Muttering, Coach Markovitz surveyed the sad remnants of his bench. "Three kids out sick, and a damned Jesus freak at a revival meeting in Visalia," he grunted. He had already used his best pinch-hitter to get a run in the fourth. He was down to the scrubs. He sighed. No matter who he used as a pinch-hitter for Anderson, he was going to need an infielder, and Chamberlain was the only one he had left.

"Chamberlain! Grab a bat and hit for Anderson"

Chamberlain, number 42, batting for Anderson, number 7, the loudspeaker droned as John walked to the plate.

Unseen and unnoticed, hidden by clouds, the full moon rose in the east.

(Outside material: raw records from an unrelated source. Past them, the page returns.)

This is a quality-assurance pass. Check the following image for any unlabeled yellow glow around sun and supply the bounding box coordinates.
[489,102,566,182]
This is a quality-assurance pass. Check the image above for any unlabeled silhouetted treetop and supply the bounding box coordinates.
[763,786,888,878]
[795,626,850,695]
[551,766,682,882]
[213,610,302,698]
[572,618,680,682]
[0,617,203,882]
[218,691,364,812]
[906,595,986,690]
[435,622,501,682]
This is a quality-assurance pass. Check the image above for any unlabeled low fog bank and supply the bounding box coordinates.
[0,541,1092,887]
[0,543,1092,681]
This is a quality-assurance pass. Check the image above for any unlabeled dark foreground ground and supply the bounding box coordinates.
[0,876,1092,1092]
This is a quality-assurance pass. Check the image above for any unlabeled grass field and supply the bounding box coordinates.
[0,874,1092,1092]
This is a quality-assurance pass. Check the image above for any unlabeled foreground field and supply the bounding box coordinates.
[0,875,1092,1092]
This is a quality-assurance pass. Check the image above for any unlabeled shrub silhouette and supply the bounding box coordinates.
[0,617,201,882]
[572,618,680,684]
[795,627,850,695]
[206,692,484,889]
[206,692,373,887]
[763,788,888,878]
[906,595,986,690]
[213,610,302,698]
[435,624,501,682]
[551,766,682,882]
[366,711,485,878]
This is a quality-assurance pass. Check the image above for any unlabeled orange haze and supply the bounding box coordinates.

John settled into his stance. His nervous energy peeled away, and he felt calmer than he had in weeks. The pitcher wound up. Even before the ball was released he could tell it was a curve, and from the angle it would be low. He stood by as the catcher blocked it for ball one. The pitcher wound again. All sounds and thoughts faded away, and as the low fastball darted for the outside corner his left foot strode forward, his left shoulder dipped, and aluminum met horsehide with crushing force.


A screaming bullet, the ball whipped by, five feet over the second baseman's glove, shot into the outfield, and drove to the fence with long, bounding hops. Whooping with glee, Flynn and Blake trotted home, while John took a big turn and then held at second base as Roosevelt frantically got the ball back to the infield.